LIND, Wash. — Weed researcher Ian Burke has been named Washington State University’s R. James Cook Endowed Chair in Wheat Research.
The announcement was made during the field day June 13 at WSU’s dryland research station in Lind, Wash.
The endowment was established in 1997 by the Washington Wheat Commission, now the Washington Grain Commission.
“Clearly it’s an incredible honor to be recognized by the commission that I really work to serve,” Burke told the Capital Press. “I still don’t really have the words to describe how powerful that message is, to be recognized in this way.”
Burke expects his emphasis on weed research to continue.
“We’re really going to continue to work on weeds as the main impediment to crop production,” he said.
Development of resistance to herbicides in weeds is a growing problem.

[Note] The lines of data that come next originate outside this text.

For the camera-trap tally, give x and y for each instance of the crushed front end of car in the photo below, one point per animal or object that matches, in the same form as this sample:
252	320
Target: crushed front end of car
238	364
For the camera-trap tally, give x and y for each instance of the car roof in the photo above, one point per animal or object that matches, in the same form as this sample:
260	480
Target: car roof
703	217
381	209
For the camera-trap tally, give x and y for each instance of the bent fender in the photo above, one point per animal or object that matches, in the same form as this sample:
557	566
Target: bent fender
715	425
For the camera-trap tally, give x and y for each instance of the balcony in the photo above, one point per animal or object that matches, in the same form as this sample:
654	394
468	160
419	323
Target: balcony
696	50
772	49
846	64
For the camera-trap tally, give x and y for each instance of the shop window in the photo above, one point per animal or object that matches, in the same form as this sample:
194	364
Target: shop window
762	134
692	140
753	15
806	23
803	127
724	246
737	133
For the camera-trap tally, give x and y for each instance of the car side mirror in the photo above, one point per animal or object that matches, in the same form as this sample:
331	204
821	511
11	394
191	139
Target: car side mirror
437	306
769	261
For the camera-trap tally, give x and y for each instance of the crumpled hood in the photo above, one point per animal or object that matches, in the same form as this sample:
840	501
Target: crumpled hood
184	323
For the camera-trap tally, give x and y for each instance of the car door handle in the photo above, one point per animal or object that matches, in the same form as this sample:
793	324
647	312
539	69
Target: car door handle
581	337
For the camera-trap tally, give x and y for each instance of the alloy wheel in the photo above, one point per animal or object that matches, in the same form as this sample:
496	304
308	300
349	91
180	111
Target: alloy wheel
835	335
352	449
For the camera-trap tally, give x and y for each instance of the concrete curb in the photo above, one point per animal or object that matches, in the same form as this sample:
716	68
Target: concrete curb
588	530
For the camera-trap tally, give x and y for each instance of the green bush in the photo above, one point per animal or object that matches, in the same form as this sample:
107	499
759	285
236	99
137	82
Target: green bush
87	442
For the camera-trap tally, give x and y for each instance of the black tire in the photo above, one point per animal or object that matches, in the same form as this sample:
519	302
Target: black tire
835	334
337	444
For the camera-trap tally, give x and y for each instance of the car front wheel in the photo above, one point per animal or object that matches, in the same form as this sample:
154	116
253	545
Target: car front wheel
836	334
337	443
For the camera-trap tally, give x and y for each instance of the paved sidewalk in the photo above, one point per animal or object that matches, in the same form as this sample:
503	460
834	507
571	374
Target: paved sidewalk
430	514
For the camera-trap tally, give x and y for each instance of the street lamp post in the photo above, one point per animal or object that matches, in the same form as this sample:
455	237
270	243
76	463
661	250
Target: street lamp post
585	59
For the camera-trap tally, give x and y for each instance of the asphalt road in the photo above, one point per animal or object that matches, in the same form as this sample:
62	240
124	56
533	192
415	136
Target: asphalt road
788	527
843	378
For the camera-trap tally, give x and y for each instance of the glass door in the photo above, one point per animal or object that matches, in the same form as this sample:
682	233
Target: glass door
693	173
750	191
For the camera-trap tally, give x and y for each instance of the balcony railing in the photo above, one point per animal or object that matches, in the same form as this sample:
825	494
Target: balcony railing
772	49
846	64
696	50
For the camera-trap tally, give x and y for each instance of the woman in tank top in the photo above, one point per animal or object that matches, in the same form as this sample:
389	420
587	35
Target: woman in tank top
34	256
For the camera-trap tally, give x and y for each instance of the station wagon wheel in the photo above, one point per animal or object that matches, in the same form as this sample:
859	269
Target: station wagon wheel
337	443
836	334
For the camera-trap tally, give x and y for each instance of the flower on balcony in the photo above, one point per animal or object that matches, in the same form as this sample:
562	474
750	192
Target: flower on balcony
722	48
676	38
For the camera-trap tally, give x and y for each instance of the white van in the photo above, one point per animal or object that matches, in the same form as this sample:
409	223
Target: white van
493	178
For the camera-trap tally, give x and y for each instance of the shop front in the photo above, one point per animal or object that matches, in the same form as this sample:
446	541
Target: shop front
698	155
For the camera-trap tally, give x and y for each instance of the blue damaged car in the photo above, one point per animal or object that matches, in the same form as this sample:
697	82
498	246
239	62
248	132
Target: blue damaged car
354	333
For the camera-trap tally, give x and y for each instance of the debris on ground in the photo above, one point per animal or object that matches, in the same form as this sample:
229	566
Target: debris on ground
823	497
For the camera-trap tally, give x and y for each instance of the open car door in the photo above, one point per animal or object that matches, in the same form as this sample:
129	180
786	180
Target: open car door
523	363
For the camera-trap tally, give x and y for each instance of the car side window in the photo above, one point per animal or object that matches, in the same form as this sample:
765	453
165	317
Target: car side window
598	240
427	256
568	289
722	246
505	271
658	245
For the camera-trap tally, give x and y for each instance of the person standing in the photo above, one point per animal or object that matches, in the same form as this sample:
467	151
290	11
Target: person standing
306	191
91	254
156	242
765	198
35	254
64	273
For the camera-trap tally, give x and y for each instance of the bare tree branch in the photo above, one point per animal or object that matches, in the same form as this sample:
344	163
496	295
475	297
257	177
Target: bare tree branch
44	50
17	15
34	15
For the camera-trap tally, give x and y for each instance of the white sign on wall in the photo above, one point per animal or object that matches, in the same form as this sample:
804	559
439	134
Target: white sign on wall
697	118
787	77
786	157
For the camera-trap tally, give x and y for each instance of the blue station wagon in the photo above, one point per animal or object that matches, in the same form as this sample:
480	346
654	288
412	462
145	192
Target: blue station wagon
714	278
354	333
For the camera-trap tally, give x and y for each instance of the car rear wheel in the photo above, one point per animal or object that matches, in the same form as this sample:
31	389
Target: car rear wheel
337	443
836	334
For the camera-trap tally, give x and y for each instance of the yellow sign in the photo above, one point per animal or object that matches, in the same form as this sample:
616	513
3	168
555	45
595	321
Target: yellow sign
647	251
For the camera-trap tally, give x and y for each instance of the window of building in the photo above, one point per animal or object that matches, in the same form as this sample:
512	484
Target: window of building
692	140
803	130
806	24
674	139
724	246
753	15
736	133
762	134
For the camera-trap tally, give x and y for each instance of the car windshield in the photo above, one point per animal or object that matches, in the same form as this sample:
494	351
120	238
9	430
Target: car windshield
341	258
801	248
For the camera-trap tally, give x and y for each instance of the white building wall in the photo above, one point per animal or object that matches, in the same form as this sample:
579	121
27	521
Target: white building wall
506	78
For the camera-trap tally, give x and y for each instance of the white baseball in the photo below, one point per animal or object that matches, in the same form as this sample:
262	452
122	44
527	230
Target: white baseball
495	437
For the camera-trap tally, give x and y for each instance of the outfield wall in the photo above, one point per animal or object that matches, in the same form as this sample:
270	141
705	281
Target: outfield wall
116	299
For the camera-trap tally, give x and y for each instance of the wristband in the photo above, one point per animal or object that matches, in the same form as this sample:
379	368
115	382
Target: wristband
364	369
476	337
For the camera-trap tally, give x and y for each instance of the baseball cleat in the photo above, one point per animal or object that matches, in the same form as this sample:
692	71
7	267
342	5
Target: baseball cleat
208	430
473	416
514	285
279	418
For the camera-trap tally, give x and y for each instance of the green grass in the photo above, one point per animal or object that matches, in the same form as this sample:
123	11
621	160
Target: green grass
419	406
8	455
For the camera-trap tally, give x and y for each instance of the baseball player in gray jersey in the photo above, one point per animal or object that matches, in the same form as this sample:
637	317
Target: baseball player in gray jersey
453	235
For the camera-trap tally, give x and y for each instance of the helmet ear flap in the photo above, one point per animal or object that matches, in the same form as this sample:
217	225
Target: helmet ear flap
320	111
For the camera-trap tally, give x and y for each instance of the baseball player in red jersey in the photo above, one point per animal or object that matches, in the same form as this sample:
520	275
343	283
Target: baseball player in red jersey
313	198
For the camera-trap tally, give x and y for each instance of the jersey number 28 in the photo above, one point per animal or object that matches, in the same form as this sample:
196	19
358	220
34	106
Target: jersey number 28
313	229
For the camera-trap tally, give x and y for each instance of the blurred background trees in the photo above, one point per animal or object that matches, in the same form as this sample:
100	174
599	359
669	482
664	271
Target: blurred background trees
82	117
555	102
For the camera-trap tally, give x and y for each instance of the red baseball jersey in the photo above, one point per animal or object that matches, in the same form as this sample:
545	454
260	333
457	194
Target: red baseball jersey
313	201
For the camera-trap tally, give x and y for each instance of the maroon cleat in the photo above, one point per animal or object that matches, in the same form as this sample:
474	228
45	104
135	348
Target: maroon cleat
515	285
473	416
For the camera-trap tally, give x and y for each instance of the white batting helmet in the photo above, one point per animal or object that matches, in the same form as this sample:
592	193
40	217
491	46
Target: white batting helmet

“We’re going to redouble our efforts to try and figure out as many profitable ways as we can find to work our way out of this mess,” he said.
Burke is the third person to hold the position.
It is named for Cook, the original recipient, who worked 40 years as a WSU and USDA scientist, making pioneering discoveries in plant pathology and soil microbiology that affect crop productivity and disease management, according to WSU.
Burke replaces Scot Hulbert, now the associate dean for research, who took over the position from Cook in 2006.
A grain commission advisory panel recommended Burke to André-Denis Wright, dean of WSU’s College of Agricultural, Human and Natural Resource Sciences.
“We’re excited for that appointment,” said Glen Squires, CEO of the grain commission. “He has a lot of energy and expertise.”
“(Burke) has established himself as an outstanding research scientist working in the areas of weed biology and ecology,” Wright said in announcing Burke’s appointment during the field day.